SFMOMA: San Francisco Cinematheque presents Crossroads, the Films of Bruce Conner (Program Two)

Where I slave over hot projectors, workin' for the man... Look for me in the booth, and if they're any mishaps, remember -- "They'll hang you yet, Charles!"

Stanford: The Black Cat & Death Takes a Holiday

Last, but hardly least this week is this spooktacular (to make a flashbacking reference to earlier in the week's Journey Into Light, and setting things up nicely to remind you of Kerry Laitala's Muse of Cinema Series, playing tomorrow, Fri, March 20th, at ATA) double-feature. The Black Cat bears no relation to the ostensible Poe source, and has precious little to do with the notorious creature of its title, instead substituting an epic battle of Good vs. Evil between Boris Karloff and Bela Lagosi staged amidst astounding Bauhaus-inspired sets. Cat's auteur, Edgar G. Ulmer was poster-boy for the film maudit (in English, "damned film") sensibility, in that virtually without notice, he did wonders over the course of decades and many dozens of movies with what would be charitably described as chump change... His most famous film today is one of the key works of Noir, Detour, but back in the day, Black Cat probably garnered the most attention, as it had the biggest stars, highest budget, and, if memory serves, the most successful promotion and ticket reciepts of Ulmer's career. Despite all this, it is a highly strange and enjoyable film... I've only seen Mitchell Leisen's Death Takes a Holiday once, many years ago, and also at the Stanford, and can't say I remember it that well, except to say I thought it damned good. Leisen was given short shrift for far too long. Just about every film I've seen by him -- just about a half-dozen or so -- has been way beyond expectations. Sarris circa '68 thought him inferior to other, more distinctive directors. With hindsight, it's evident to me there's room under auteurism's big top for directors of such skill and delicacy. The big personality be damned! And with that, I'm outta here, Jack. The virtually unknown-to-me continent of Leisen's work beckons...


Comments:

Posted March 21, 2009 at 10:10pm by Carl Martin:
Just to set the record straight so as not to mislead future generations, it appears that the Cerrito's shows of Mockingbird were preëmpted by Sunset Blvd., a change that the Bay Area Film Calendar's humble and sometimes overburdened compiler failed to notice in time. (And a change for the better, in his humble opinion.)

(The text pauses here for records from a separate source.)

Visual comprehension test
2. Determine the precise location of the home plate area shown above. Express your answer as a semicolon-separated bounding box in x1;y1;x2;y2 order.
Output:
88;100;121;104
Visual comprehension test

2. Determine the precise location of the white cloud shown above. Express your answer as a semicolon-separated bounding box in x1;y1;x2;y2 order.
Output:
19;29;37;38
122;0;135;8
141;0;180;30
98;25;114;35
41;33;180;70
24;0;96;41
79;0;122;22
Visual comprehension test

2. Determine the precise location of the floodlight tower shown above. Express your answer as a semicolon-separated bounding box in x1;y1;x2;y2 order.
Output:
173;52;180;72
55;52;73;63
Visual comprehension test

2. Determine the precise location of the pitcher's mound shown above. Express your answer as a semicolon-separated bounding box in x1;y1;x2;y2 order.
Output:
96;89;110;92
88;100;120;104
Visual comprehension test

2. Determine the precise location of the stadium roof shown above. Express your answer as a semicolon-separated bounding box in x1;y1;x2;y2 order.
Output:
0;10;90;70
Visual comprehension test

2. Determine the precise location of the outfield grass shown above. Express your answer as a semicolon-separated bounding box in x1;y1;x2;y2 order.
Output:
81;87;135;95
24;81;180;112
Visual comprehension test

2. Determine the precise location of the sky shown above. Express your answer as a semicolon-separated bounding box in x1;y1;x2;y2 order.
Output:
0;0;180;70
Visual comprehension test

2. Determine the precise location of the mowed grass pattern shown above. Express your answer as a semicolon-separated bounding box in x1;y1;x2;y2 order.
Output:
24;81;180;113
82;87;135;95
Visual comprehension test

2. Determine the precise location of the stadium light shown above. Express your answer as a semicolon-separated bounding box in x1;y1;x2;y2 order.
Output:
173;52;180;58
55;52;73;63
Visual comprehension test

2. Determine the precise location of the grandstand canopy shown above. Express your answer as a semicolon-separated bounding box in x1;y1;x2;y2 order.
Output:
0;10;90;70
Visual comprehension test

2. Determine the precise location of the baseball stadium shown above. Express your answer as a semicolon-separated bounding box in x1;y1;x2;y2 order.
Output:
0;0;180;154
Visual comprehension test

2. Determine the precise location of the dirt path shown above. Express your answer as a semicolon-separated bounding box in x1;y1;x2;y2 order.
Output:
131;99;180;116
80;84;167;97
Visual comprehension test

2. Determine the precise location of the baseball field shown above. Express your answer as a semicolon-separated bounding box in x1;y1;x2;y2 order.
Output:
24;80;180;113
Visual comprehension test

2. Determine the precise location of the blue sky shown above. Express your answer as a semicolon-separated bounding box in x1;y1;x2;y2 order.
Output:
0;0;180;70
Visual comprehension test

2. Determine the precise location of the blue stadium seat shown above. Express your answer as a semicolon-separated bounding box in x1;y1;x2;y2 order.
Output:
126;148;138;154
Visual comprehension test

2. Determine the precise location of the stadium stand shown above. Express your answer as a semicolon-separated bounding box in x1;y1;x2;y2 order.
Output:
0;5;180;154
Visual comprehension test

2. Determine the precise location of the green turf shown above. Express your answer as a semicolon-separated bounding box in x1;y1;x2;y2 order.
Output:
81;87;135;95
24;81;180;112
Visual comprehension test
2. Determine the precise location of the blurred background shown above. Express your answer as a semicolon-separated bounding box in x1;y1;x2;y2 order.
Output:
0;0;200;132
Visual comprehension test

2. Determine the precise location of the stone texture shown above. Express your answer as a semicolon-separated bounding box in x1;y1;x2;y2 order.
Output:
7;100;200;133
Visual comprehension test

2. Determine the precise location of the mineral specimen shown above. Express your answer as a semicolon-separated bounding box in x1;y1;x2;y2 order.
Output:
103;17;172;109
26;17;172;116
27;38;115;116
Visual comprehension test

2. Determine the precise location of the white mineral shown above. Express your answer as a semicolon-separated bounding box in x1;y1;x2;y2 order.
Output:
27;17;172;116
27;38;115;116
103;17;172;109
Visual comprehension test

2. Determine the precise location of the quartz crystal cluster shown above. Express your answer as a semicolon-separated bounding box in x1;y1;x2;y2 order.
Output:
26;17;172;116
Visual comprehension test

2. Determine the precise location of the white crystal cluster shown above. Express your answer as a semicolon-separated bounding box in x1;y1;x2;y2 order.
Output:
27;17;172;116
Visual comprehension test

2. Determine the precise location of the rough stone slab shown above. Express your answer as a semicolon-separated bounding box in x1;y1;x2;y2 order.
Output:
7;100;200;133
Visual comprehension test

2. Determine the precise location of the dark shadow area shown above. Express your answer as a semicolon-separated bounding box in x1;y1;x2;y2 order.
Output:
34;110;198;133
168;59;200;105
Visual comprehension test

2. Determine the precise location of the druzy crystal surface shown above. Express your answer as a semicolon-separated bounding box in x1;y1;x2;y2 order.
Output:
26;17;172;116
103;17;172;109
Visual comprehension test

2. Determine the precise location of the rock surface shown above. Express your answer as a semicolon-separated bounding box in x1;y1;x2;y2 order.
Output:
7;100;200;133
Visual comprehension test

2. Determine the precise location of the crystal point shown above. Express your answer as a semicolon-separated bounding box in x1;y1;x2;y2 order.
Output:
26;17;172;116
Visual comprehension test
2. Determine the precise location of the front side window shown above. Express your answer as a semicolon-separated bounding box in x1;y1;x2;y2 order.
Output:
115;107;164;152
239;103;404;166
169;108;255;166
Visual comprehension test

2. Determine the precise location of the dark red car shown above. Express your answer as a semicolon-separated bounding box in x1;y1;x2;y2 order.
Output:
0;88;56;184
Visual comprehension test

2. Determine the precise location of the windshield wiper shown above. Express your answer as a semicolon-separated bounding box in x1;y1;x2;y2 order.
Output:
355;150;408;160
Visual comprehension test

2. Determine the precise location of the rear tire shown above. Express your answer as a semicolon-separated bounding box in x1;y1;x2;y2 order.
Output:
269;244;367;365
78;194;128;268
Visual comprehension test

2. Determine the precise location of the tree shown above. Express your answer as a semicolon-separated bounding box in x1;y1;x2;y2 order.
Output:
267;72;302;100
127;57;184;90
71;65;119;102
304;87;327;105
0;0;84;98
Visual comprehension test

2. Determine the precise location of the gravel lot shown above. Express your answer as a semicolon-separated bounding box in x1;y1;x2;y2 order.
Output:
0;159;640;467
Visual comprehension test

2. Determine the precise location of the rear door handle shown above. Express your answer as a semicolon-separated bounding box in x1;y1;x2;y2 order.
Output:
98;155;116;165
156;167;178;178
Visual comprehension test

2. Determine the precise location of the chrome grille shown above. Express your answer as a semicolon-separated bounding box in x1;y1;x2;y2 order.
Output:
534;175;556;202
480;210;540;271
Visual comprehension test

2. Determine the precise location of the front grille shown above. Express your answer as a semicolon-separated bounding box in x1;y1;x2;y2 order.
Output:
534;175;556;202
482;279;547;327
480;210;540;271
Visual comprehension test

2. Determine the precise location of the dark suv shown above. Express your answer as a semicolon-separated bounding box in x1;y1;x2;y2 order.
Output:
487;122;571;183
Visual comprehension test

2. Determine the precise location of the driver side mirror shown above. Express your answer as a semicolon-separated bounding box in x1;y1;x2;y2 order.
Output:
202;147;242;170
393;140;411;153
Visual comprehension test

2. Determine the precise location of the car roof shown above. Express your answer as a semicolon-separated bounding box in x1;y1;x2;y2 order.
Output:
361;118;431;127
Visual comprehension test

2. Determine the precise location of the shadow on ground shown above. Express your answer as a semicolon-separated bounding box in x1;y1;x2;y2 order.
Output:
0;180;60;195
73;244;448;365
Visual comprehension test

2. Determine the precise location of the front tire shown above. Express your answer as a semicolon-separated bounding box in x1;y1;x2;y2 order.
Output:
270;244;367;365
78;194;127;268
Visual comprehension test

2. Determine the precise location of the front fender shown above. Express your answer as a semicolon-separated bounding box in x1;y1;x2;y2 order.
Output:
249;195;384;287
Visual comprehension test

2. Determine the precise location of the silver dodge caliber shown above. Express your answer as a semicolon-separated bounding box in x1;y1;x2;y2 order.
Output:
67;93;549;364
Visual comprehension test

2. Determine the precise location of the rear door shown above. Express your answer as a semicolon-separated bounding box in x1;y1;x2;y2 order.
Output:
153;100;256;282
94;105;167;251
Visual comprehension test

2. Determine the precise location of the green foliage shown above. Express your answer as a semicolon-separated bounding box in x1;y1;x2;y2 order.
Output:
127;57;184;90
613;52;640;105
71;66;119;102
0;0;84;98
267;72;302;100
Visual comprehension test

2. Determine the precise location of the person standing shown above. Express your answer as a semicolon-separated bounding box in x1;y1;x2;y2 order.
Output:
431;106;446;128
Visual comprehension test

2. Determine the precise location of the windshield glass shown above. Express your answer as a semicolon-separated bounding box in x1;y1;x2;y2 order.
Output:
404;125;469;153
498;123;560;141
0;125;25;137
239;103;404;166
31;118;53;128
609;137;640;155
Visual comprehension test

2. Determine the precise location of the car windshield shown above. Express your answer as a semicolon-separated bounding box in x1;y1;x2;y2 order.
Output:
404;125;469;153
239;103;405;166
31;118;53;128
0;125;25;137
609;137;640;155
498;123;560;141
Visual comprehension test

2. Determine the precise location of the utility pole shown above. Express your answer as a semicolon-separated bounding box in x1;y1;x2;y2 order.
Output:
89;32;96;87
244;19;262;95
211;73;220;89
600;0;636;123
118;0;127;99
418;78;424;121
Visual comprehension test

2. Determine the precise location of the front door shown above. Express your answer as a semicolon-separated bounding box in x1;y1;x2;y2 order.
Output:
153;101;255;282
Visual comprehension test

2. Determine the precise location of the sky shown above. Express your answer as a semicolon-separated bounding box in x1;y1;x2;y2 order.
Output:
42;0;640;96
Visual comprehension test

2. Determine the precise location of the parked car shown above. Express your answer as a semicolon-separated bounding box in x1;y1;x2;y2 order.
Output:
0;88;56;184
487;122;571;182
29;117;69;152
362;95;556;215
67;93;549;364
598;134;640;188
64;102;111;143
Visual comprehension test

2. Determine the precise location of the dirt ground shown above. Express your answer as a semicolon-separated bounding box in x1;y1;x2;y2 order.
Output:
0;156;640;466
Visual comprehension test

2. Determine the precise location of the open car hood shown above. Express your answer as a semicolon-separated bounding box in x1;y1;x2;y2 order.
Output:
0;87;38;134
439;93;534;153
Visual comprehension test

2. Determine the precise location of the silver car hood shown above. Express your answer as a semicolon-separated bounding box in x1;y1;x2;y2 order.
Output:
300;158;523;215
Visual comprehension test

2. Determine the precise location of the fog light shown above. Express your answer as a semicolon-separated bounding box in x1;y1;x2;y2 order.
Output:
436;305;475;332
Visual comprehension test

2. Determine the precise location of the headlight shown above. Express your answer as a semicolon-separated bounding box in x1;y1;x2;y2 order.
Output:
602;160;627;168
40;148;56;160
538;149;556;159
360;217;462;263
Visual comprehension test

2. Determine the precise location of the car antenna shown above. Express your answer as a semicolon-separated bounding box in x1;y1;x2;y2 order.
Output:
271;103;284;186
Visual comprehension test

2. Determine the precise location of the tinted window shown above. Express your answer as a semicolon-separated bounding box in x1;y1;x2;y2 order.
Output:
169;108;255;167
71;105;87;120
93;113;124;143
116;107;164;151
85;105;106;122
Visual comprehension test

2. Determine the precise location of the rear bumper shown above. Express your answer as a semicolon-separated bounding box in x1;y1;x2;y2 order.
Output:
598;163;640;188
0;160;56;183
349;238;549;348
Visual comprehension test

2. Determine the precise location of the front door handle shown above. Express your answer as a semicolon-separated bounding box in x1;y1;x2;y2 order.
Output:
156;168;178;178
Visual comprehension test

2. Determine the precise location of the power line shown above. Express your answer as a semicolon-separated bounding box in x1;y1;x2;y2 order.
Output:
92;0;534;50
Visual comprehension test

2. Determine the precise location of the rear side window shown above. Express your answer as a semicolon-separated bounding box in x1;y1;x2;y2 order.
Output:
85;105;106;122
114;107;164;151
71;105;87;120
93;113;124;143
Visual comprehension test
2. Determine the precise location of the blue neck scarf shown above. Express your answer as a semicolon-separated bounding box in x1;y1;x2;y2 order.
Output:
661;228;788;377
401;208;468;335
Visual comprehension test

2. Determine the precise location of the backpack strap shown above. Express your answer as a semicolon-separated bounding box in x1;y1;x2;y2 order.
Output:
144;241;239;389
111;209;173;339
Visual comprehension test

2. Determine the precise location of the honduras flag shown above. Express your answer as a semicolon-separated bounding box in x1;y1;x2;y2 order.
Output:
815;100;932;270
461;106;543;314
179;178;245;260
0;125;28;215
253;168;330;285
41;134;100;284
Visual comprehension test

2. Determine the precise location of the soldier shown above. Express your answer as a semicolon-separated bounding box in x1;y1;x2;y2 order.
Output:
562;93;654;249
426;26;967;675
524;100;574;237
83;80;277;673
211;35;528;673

Posted March 22, 2009 at 1:37am by Brecht Andersch:
I need no corrections or opinions from jackanapes! -- humble or otherwise! Nice umlaut, tho. Gotta hand that to you, Mr. Compiler... As usual, all show and no substance...

Posted March 27, 2009 at 11:19am by Brian Darr (unregistered):
Just noticed that it's actually possible to comment on these entries, and therefore would like to belatedly thank the author for his kind words on my site. And to say, "Yes, lets do the The End tour". I'm available for planning on Tuesdays and Fridays (maybe other days too). boingdiddleypop is my address, my provider being yahoo.